Behind his back I call my friend Jeff Laskowski, who is a loyal citizen of John Deere Nation, urbeart neach cuthaich, which means green machine maniac. It looks more the mouthful than it is, since Gaelic like Polish contracts pronunciation. As we in central Wisconsin should know, at Polish you proceed as if some of the letters aren’t there, the problem is which ones aren’t there. On the flip side is the mathematic pronunciation of Menominee where every addition factor is added to the sum total of the word. So a simple phrase like…cold beer anybody? becomes na twah kesi cewan kena hokow, flows fast stuff that pelts you in the head? The neat thing about Menominee is the practice of law is prohibited by the language itself. Gaelic on the other hand is designed for the female mind-set, it is rapid fire machine-gun-like words, ideal for sportscasters, designed to be misconstrued, as a result also ideal for politics, where every innocent expression easily becomes quite juicy. Menominee on the other hand is a language for sages and physicists. It occurs to me the institutions of higher learning should attach to various fields of study languages consistent to that study, Menominee to accountants, sages, and nuclear physics. Latin already in force in science and medicine, but the law better served in Gaelic, where slight shades of meaning go nicely with litigation. For farmers I would reserve Hebrew and the ancient Hittite. For truck drivers sign language, same for professional athletes.

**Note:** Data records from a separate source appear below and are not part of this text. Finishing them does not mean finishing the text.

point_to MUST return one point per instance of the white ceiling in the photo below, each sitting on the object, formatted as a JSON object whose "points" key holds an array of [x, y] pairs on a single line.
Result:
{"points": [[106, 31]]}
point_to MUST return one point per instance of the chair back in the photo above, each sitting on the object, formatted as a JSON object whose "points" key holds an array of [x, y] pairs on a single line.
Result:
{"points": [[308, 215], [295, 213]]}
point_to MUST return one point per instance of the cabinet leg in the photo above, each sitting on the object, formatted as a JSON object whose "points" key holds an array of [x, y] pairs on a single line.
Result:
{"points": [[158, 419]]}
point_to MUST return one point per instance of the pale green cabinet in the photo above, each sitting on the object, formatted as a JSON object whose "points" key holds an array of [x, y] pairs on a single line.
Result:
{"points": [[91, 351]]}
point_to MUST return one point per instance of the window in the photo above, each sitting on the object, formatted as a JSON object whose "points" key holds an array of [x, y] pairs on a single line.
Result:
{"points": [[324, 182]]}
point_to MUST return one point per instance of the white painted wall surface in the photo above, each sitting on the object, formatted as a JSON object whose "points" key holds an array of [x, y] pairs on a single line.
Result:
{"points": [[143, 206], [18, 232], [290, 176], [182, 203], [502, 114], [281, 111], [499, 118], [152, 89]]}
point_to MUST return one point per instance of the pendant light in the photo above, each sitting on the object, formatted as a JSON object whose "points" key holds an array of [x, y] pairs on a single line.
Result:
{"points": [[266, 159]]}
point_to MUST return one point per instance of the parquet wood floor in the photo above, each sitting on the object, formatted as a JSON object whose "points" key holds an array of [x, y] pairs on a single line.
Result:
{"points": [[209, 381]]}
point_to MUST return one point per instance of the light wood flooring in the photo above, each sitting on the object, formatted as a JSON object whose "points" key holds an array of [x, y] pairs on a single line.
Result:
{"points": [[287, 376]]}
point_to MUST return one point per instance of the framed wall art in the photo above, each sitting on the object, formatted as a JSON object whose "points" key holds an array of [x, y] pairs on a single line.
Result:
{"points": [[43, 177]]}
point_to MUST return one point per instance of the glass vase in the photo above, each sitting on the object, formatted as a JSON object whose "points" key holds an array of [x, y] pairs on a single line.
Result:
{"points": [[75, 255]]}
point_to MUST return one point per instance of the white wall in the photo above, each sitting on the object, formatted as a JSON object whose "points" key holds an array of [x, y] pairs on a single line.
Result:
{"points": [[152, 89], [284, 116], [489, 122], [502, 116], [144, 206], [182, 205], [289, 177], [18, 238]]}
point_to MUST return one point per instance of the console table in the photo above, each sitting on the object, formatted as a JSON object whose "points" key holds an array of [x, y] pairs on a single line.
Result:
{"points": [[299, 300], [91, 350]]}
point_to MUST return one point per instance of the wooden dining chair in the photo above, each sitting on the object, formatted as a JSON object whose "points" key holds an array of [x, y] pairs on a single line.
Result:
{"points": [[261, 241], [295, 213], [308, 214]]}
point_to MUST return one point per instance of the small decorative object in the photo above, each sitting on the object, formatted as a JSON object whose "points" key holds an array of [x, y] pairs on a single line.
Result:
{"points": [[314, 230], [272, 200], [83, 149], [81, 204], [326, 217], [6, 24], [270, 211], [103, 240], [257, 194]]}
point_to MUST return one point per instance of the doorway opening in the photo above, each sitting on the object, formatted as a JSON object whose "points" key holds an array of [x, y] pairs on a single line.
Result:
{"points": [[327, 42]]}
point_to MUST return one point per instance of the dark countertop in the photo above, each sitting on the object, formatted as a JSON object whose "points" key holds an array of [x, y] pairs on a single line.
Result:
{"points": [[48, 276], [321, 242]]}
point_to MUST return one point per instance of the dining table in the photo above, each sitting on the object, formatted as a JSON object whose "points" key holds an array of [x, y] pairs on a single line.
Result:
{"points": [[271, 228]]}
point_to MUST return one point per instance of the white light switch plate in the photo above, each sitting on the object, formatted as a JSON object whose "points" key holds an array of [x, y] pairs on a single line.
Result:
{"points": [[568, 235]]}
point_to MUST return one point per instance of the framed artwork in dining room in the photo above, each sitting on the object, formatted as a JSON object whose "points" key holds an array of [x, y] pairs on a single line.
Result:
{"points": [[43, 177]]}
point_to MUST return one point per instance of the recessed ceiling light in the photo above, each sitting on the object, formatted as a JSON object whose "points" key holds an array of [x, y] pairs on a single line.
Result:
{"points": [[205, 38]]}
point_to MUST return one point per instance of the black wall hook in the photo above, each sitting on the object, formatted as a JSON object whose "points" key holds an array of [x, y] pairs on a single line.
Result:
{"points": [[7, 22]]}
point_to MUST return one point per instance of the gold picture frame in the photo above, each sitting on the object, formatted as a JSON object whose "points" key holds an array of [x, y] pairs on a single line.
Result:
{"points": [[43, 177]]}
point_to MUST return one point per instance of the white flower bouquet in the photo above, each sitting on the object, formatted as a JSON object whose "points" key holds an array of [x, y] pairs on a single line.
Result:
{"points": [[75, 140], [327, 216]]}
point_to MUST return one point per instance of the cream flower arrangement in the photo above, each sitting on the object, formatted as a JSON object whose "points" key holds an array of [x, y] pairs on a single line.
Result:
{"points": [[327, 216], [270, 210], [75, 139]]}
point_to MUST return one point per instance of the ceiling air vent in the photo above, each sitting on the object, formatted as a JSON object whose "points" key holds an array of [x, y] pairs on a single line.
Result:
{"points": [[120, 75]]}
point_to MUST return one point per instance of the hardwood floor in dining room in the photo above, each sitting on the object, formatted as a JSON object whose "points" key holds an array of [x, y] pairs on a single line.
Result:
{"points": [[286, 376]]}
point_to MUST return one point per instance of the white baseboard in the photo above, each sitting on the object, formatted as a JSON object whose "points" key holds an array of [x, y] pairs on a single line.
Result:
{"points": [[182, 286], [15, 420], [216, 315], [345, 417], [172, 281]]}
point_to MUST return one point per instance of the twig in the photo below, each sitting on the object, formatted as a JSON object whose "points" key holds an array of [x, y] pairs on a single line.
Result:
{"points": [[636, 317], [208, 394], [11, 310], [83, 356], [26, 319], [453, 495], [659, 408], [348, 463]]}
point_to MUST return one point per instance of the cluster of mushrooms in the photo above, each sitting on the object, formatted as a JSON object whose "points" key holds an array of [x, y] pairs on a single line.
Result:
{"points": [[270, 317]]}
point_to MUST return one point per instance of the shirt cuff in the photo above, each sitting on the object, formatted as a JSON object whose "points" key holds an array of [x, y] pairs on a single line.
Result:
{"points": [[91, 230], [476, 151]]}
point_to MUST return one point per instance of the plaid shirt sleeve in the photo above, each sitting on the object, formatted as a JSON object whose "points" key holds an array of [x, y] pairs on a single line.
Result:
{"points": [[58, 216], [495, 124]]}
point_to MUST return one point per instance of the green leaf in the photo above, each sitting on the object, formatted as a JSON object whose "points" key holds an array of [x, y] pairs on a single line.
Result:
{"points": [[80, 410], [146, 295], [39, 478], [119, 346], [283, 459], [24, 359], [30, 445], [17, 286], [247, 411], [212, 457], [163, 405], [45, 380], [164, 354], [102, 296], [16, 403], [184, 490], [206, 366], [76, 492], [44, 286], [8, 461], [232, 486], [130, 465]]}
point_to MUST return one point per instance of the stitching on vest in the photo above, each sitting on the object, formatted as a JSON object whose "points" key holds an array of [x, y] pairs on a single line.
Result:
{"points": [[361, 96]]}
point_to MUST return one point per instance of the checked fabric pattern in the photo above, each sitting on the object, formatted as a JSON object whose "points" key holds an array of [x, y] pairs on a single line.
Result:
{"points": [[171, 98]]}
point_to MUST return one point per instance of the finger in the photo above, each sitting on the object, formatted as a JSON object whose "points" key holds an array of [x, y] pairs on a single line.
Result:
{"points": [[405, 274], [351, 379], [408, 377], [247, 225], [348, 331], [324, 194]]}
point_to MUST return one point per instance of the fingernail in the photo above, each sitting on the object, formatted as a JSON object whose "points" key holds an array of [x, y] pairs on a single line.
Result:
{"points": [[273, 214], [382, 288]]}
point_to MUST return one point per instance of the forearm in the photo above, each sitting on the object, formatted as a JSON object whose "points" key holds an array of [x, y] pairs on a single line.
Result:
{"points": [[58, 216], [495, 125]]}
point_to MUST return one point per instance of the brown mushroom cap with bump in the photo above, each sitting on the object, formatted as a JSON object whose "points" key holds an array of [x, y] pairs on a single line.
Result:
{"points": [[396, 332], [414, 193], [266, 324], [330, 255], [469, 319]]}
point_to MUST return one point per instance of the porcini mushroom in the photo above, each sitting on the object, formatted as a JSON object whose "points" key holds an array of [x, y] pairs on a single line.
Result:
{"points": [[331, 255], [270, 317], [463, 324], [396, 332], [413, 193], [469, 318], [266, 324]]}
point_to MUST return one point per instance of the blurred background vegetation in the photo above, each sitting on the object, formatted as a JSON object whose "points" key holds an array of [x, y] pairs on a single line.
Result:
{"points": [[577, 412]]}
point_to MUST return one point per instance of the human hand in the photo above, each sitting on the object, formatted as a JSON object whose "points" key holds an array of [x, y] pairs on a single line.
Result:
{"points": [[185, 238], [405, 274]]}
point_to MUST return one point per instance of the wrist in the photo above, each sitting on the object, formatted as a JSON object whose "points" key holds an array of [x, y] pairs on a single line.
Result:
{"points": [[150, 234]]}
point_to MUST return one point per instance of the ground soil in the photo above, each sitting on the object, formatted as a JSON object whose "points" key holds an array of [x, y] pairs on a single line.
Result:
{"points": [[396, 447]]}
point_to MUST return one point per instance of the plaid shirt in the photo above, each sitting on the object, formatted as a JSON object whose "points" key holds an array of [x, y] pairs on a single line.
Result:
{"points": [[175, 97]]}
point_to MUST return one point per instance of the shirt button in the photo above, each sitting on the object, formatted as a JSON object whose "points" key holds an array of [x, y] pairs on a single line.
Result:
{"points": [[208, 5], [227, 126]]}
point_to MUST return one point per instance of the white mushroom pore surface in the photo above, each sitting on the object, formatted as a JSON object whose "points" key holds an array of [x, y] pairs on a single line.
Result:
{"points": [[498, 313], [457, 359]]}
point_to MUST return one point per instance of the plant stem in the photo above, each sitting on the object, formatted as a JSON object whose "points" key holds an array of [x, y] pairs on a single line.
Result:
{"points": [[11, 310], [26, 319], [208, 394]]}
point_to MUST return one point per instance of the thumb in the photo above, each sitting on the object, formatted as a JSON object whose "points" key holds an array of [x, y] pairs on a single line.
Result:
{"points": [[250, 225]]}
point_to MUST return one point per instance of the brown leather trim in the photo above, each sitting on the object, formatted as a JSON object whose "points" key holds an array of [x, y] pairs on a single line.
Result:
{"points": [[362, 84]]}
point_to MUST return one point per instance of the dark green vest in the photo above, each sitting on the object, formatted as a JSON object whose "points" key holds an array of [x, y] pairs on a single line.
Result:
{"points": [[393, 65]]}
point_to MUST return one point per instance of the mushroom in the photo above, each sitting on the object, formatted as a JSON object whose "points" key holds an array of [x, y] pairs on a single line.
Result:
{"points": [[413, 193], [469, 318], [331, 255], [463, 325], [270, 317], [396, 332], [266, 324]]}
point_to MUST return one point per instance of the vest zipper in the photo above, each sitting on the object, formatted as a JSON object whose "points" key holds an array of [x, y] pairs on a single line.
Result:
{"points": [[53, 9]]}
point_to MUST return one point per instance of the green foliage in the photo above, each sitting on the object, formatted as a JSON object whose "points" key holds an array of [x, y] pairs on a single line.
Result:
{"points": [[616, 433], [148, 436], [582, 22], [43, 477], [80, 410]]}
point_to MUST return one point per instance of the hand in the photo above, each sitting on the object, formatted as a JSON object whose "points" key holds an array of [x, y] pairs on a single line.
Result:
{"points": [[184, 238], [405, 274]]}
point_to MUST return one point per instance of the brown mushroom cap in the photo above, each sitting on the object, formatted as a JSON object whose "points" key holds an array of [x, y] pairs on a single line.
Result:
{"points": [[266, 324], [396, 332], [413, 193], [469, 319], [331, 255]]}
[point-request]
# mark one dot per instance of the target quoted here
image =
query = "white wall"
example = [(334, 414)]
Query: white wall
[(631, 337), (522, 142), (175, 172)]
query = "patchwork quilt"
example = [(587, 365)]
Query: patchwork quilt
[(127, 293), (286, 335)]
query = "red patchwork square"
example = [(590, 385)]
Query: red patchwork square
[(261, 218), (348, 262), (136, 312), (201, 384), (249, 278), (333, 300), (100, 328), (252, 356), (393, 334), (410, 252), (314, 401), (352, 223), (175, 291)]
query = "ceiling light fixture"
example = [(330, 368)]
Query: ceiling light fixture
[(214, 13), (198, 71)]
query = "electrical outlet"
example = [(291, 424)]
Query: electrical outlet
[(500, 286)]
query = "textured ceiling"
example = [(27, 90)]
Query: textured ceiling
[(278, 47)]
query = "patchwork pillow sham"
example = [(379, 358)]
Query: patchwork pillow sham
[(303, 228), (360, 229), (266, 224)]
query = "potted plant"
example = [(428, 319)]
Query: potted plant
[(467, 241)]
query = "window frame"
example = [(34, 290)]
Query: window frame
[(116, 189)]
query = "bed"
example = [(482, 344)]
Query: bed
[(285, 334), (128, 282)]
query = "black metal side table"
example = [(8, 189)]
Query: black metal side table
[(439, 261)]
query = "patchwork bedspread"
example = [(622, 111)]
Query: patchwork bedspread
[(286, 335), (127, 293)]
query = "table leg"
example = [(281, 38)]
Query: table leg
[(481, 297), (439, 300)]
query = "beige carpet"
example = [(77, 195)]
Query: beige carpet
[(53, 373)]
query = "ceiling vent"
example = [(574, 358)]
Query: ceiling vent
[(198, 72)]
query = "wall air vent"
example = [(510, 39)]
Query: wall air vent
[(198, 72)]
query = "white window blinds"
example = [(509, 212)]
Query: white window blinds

Except for Lou Alcindor/Kareem and Bill Bradley you don’t want these people talking anyway.

The next issue for our new dog is how soon it is allowed to drive the tractor and pickup truck. Once you cross that boundary most farm dogs assume immediate ownership of the truck. At which point you might as well give it a percentage of the farm income, buy it a plot in the cemetery, a place at the table, a pillow on the bed, and a toothbrush at the sink ’cause it’s marital property all over again. That dog owns the farm same as those with their name on the deed.

We bought Duncan at a dairy farm a little south of Slab City. They were milking when we got there, half a dozen words, hundred bucks, no papers, no vet, no license, no shots. Duncan already knows how to operate the turn signals; farm dog.